What does the USPSTF Screening Recommendation Really Mean?

– POLICY –


by Joy Burkhard, MBA
Founder and Director 2020 Mom

It's an exciting development that the USPSTF no longer excludes pregnant women from it's depression screening recommendaitons, and now notes the specific importance of screening pregnant and postpartum women due to negative consequences of untreated depression on fetus/infant development.

Patients are Already Provided Coverage
Insurers currently provide coverage to patients for depression screening in the full adult population.  However most primary care doctors and OBGYNs continue (and will continue) NOT to screen because of lack of referral and case management support, which is a critical need for them in feeling comfortable when uncovering positive screens.
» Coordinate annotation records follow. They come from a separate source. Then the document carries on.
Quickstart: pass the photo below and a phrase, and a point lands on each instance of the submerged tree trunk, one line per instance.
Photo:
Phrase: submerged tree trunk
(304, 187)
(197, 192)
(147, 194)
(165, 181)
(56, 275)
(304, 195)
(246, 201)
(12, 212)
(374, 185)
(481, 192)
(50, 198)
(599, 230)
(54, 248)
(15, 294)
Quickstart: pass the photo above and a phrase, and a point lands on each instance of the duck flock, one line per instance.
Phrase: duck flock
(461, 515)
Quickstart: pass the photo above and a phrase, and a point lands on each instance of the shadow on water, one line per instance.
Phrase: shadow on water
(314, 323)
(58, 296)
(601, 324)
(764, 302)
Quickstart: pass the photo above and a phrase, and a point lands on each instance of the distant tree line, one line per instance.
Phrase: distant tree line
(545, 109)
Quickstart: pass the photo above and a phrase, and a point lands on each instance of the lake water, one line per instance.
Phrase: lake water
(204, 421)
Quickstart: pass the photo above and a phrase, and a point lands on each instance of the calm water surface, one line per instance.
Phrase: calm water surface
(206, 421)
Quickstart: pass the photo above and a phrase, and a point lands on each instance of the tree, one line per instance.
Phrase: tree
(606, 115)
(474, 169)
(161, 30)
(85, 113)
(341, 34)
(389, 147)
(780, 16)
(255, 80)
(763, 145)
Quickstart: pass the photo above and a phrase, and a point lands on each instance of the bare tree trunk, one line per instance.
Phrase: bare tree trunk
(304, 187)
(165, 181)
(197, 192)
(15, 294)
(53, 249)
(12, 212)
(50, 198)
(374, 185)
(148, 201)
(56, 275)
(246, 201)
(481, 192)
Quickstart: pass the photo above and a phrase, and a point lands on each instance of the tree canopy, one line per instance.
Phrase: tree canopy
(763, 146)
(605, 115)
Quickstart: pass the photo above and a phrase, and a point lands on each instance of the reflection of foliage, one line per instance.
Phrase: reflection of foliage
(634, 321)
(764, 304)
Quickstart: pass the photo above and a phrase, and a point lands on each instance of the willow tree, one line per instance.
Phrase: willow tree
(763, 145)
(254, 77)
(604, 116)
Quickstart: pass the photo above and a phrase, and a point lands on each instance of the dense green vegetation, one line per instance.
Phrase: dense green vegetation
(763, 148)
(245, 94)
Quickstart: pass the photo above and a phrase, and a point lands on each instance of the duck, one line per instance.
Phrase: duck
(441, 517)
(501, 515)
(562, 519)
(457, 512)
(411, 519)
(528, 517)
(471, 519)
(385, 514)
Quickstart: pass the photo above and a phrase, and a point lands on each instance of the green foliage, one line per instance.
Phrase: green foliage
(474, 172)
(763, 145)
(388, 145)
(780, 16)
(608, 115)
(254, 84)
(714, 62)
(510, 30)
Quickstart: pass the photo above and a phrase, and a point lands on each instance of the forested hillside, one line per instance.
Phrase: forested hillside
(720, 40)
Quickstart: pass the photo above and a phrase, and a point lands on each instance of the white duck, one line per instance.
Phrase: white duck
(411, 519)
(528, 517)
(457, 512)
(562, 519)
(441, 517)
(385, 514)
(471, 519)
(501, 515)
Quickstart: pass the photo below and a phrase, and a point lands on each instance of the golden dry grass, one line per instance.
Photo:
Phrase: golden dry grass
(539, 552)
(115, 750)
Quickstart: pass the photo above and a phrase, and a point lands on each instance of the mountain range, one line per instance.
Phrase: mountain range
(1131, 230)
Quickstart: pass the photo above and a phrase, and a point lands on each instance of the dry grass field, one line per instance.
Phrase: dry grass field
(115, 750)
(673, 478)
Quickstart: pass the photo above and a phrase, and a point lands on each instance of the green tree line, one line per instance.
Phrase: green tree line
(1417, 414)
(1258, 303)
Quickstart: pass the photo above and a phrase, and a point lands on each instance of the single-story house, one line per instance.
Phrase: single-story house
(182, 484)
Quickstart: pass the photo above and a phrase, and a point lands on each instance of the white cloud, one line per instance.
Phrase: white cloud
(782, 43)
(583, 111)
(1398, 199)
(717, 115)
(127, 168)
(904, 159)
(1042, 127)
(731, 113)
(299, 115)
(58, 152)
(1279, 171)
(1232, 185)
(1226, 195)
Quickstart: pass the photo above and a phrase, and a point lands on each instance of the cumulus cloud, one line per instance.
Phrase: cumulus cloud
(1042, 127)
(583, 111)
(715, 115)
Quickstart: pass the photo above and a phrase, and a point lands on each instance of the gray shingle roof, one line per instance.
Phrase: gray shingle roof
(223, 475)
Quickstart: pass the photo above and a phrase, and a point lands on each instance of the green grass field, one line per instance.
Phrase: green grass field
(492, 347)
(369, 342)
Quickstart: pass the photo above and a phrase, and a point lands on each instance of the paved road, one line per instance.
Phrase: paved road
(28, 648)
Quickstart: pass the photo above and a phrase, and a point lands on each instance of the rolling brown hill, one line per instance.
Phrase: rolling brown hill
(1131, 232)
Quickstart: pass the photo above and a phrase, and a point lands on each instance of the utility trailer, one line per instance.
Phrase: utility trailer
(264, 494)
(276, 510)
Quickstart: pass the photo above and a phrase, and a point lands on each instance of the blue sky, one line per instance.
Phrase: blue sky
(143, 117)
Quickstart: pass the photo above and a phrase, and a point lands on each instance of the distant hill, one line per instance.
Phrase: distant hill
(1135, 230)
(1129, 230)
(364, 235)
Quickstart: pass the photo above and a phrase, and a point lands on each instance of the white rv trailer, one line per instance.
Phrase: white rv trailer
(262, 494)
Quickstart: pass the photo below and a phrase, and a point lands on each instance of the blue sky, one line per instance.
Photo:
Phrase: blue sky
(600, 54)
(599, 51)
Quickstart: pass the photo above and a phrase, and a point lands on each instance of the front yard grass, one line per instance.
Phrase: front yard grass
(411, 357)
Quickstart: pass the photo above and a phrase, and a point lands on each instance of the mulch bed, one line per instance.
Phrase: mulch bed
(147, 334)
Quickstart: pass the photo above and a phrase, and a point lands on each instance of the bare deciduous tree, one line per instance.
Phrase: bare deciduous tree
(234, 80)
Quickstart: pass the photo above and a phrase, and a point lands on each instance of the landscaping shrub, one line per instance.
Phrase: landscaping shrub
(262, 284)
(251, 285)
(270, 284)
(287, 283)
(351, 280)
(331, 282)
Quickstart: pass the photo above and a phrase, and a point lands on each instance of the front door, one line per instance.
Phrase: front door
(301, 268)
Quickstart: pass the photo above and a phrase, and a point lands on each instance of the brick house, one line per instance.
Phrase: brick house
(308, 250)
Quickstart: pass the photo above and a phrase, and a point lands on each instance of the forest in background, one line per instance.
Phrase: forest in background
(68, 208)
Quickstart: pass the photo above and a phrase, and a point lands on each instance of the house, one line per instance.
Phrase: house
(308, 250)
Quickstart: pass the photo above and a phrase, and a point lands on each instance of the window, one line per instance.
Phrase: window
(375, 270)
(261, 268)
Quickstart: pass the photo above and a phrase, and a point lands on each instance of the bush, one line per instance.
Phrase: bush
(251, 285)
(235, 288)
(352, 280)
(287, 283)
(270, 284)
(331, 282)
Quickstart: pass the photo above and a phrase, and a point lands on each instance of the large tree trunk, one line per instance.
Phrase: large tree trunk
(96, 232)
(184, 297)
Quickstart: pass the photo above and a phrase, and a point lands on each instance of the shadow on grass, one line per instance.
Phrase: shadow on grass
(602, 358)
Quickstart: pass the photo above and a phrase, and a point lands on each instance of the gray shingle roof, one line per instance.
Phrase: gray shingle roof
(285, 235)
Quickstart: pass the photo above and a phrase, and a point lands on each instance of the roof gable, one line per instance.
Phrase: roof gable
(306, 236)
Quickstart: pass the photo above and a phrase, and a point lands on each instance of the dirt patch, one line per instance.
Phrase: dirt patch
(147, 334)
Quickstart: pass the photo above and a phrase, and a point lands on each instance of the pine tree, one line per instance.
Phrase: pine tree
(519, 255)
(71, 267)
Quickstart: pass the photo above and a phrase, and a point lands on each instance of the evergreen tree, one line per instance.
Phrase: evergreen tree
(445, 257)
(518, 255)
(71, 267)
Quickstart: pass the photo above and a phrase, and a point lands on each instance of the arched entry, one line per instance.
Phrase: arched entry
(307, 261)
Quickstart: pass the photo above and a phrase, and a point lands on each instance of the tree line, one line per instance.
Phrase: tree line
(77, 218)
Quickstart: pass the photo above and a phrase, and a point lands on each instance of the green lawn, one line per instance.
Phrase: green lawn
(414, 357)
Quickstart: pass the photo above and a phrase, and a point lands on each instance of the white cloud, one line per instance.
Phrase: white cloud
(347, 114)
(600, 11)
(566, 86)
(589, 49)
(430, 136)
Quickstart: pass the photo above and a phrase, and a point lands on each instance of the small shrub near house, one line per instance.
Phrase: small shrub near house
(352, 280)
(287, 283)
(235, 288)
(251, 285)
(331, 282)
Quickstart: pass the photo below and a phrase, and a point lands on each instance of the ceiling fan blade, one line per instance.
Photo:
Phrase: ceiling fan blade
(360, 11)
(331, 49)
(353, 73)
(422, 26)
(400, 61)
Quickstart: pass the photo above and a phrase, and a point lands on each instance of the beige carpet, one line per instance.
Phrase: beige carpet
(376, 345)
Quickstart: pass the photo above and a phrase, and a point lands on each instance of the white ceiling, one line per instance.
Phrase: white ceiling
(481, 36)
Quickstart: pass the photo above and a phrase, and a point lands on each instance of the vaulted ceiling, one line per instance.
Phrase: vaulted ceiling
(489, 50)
Provider Payment Still Depends on the Contract
Some are wondering whether this position means that insurers must pay providers for screening. It's an interesting question. The recommendation and ACA don't dictate how an insurer contracts or pays a provider. There are several types of insurance payment mechanisms. The two most well known payment structures are Fee-for-service (a provider bills for every service s/he provides) and capitation (providers receive a flat payment per month for any/all services provided). Under a fee-for-service type arrangement, an insurer would reimburse for a depression screen. Under a capitation payment, providers are expected to provide all necessary services under their negotiated monthly payment, including depression screening. The USPSTF recommendation doesn't change these structures. Because of the focus on staying healthy the Centers for Medicare/Medicaid Services (CMS) and others are promoting capitation type arrangements with primary care doctors, including pediatricians who may screen mothers for depression. Separate, and often in place for maternity, an OBGYN agrees to be paid a "global maternity rate" by the insurer for prenatal and postpartum services (through the postpartum visit). Under these types of arrangements, insurers generally expect providers to render all medically necessary screenings and services, which generally would include maternal depression screening and other types of screenings. Insurers are not obligated to pay providers for depression screening outside of this flat rate.
Note, however, that some payers/insurers have addressed this.  For example in Colorado, the state Medicaid program is reimbursing pediatricians and OBGYNs for conducting screening. Our sources tell us that there are challenges, including limitation on the number of times screening can occur (causing challenges as the pediatrician may not know if the OBGYN already screened) and low reimbursement levels, leaving many to not bother billing even if they do screen. Further, there is no measurement currently in place, so there is no evidence that payment is making a difference.  Furthermore, several years ago, Aetna, interested in improving depression screening and treatment rates, began reimbursing primary care providers for depression screening. They found it didn't increase depression screening rates (though those who were already screening were thrilled) pointing to the notion that clear referral and treatment pathways must be in place first, and additional payment really is secondary.

What should Insurers Do?
Insurers are in a unique position to provide this complex case management service (they do so now for many other conditions) but until there is also a way to locate psychiatrists as well as therapists who have training/experience in treating maternal mental health insurers will have difficulty making a dent.  Beyond the generally difficulty in knowing who is qualified to treat these moms, there are also general psychiatry shortages, and most reproductive psychiatrists don't contract with insurers because they don't have to.
This is why the federal bill, HR 3235, Bringing Postpartum Depression out of the Shadows Act is critically important.  If passed states could apply for federal grants to implement innovative access solutions, like the Massachusetts telephyschiatry program, MCPAP for moms, which  successfully addresses and integrates training of providers, referral pipelines for qualified therapy, and prescription consultation for OBGYNs and other MDs when necessary.  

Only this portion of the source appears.